Ein betrübliches Argument bildet das in jener Einsendung der Nachrichten vorgegebene Hinaustragen der Angriffe in die Presse des Auslandes. Solche Machenschaften kennen wir leider schon seit Jahren, gegen Schlechtigkeit und Verrat am eigenen Volk ist leider kein Kraut gewachsen. Es hat schon zu allen Zeiten Verräter gegeben, die in den Rücken des eigenen Volkes ihre giftigen Pfeile schossen. Umsomehr sind solche Beginnen zu verurteilen, als im Lande eine offene freie Kritik gang und gäbe war. Eine solche allerdings hat mit einer Gefährdung lebenswichtiger Interessen des Landes nichts gemein.

Bundesrat [Heinrich] Häberlin hat als Richtschnur in der Währungsfrage letzthin den Satz geprägt: "Mit unserer Währung darf niemals auf Kosten unserer Ehre ein Geschäft gemacht werden."So spricht ein Mann an der Spitze der Schweiz, die Kämpfe in London geben die nötigen Illustrationen dazu. Das Schweizer Volk steht wie ein Mann hinter solchen Grundsätzen der Regierung, trotz der weltanschaulichen Verschiedenheit in der Eidgenossenschaft. Der Kampf der Regierung unseres Landes geht nicht um die Währung, es geht um die Erhaltung der Blutzufuhr für unsere einheimische Wirtschaft, um die Wohlfahrt der Bevölkerung, für die Erhaltung der Einnahmen, die in den ausgedehnten Arbeiten der Öffentlichkeit und namentlich dem Arbeiterstande zugeflossen sind. Sollen wir da nicht wie ein Mann hinter ihr stehen und hier die Zusammenarbeit an Fundamentalgrundsätzen jeder Politik praktisch erproben? Hier ist dazu Gelegenheit geboten, ohne Aufsehen zu erregen, das Volk Liechtensteins und eine weitere Zukunft werden uns Dank wissen.

Als Grundfrage der Einigkeit und Zufriedenheit wird in einer Presse Liechtensteins immer wieder der Proporz ins Treffen geführt. Schliesslich geschieht dies zu einer Zeit, in der die gesamte Welt proporzmüde erscheint. Die Auswüchse dieses Wahlsystems in den einzelnen Parlamenten zu beobachten, hatten wir zur Genüge Gelegenheit die letzten Jahre. Liechtenstein hat einstweilen kaum Ursache zu bedauern, dass es einen solchen Schritt bei der Schaffung des neuen Wahlgesetzes [6] nicht unternommen hat. Den Beweis hat die Opposition der letzten Jahre erbracht. Wir bedauern als erste, dass dem so ist. Bei der mehr oder weniger einheitlichen Struktur unserer Bevölkerung auf dem Boden katholischer Weltanschauung wird sich das Verhältniswahlrecht leicht vermissen lassen, wenn wir eine staatsbejahende Stellung einnehmen wollen. Wer ausserhalb dieser Gesetze steht, würde ohnehin unnütze u. aufreibende Kämpfe in die Volksvertretung tragen.

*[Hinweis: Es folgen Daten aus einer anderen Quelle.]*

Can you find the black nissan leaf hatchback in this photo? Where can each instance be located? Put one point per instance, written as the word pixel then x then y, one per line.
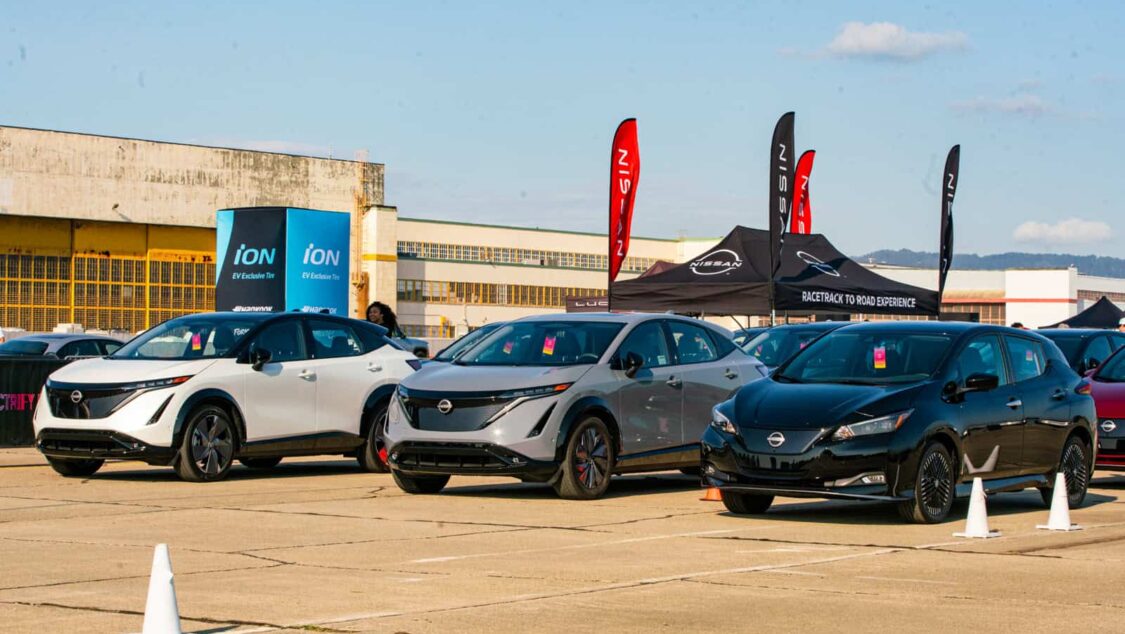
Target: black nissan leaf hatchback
pixel 907 413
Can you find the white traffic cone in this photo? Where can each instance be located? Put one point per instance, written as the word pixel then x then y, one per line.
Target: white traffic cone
pixel 161 614
pixel 1060 509
pixel 977 523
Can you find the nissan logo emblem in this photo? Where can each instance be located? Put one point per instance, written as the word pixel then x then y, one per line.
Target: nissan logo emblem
pixel 716 263
pixel 818 263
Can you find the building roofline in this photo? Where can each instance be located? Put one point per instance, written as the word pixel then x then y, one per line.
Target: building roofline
pixel 540 229
pixel 188 144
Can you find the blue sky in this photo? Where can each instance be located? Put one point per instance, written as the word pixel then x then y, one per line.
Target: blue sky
pixel 503 111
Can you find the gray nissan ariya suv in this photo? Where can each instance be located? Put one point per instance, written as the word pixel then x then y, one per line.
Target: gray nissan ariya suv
pixel 568 400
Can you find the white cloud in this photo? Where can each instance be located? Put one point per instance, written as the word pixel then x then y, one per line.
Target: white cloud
pixel 1071 231
pixel 1023 105
pixel 889 41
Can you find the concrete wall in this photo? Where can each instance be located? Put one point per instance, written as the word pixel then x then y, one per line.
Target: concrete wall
pixel 98 178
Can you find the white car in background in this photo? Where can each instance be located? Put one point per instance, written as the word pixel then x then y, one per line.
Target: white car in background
pixel 200 391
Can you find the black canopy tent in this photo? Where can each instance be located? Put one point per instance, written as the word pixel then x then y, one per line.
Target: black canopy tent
pixel 1103 314
pixel 732 278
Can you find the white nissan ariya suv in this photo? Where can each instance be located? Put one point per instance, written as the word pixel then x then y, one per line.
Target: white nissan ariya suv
pixel 200 391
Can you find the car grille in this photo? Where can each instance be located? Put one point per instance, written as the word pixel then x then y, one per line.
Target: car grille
pixel 467 410
pixel 92 401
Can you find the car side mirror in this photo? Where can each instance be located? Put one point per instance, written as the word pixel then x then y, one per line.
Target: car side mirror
pixel 980 382
pixel 632 363
pixel 259 358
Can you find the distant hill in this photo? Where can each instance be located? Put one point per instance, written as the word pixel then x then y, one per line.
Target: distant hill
pixel 1087 264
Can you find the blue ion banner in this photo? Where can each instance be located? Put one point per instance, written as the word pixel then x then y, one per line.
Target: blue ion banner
pixel 272 259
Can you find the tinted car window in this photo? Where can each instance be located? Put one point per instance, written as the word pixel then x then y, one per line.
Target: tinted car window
pixel 332 340
pixel 1027 359
pixel 693 343
pixel 24 347
pixel 1098 350
pixel 81 347
pixel 543 343
pixel 981 356
pixel 285 341
pixel 189 337
pixel 867 356
pixel 648 341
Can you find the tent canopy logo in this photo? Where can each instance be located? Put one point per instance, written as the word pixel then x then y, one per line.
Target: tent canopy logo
pixel 818 263
pixel 717 262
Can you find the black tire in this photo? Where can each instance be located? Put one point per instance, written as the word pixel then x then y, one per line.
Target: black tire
pixel 209 443
pixel 420 485
pixel 935 487
pixel 746 504
pixel 587 463
pixel 1074 464
pixel 260 462
pixel 372 455
pixel 72 468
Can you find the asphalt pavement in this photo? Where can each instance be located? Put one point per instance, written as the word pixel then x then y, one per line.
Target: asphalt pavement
pixel 317 545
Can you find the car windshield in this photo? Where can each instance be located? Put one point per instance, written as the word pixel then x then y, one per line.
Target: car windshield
pixel 1114 370
pixel 774 346
pixel 24 347
pixel 465 343
pixel 543 343
pixel 189 337
pixel 869 358
pixel 1069 344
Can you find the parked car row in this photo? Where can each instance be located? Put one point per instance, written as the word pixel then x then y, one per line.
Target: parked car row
pixel 907 413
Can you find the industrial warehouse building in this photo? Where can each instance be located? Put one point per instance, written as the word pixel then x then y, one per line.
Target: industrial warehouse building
pixel 119 234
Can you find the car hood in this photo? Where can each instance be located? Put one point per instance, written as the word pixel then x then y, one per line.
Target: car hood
pixel 815 406
pixel 1109 398
pixel 100 371
pixel 453 378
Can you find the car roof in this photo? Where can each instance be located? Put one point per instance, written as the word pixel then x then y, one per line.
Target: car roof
pixel 1072 332
pixel 54 337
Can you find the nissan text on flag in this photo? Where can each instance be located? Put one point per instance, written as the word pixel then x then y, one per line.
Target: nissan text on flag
pixel 200 391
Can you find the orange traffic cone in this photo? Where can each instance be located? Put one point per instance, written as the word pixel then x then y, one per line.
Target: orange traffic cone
pixel 712 495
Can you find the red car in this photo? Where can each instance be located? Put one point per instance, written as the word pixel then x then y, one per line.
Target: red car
pixel 1108 390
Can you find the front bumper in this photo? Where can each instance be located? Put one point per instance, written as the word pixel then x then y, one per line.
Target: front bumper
pixel 467 459
pixel 816 472
pixel 99 444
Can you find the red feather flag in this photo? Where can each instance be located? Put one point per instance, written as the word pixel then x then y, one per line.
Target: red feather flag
pixel 624 172
pixel 801 218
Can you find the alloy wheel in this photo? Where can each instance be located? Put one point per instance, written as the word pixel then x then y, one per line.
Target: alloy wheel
pixel 592 461
pixel 936 486
pixel 1074 469
pixel 212 444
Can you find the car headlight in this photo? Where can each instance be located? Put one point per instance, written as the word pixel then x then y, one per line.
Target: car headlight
pixel 536 392
pixel 719 420
pixel 881 425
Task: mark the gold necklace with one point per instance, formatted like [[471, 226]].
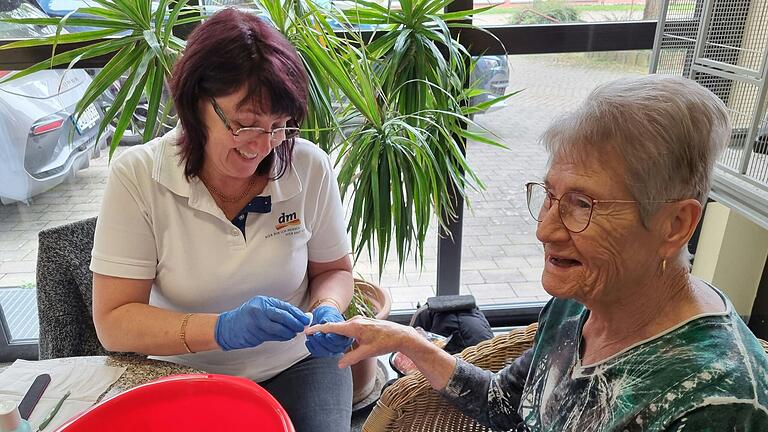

"Die Freigeldleute schiessen der schweizerischen Delegation in London in den Rücken", schreibt ein Schweizerblatt. Der Freiwirtschaftsbund hat nämlich ein Telegramm an den Präsidenten des Währungsausschusses der Weltwirtschaftskonferenz gesandt, in welchem er entgegengesetzt zur Schweizer Delegation fordert, dass die Goldwährung aufgegeben werde. Sie ersuchen die Weltwirtschaftskonferenz, für den zukünftigen Ausbau der Wirtschaft die Indexwährung in Erwägung zu ziehen. Bei den Eidgenossen wird die Rüge laut, dass dieser Schritt hinter dem Rücken des Bundesrates sowohl im Schweizervolke wie in London keinen guten Eindruck machen werde. Also auch im Lande der Helvetia Aussenseiter, wenn auch kleinen und ungefährlichen Stils. Wir kennen die Bestrebungen dieser Leute aus der eigenen Anschauung in Liechtenstein.  Wenn wir dann feststellen konnten, dass der Kampf um Ideale von dieser Richtung bei uns nicht einwandfrei geführt wurde, wird dieser Streit die Sympathien kaum zu steigern vermögen. Er lässt so recht die Bestrebungen der liechtensteinischen Gruppe [7] in jenem Licht erscheinen, in das wir sie von allem Anfang an zu rücken trachteten.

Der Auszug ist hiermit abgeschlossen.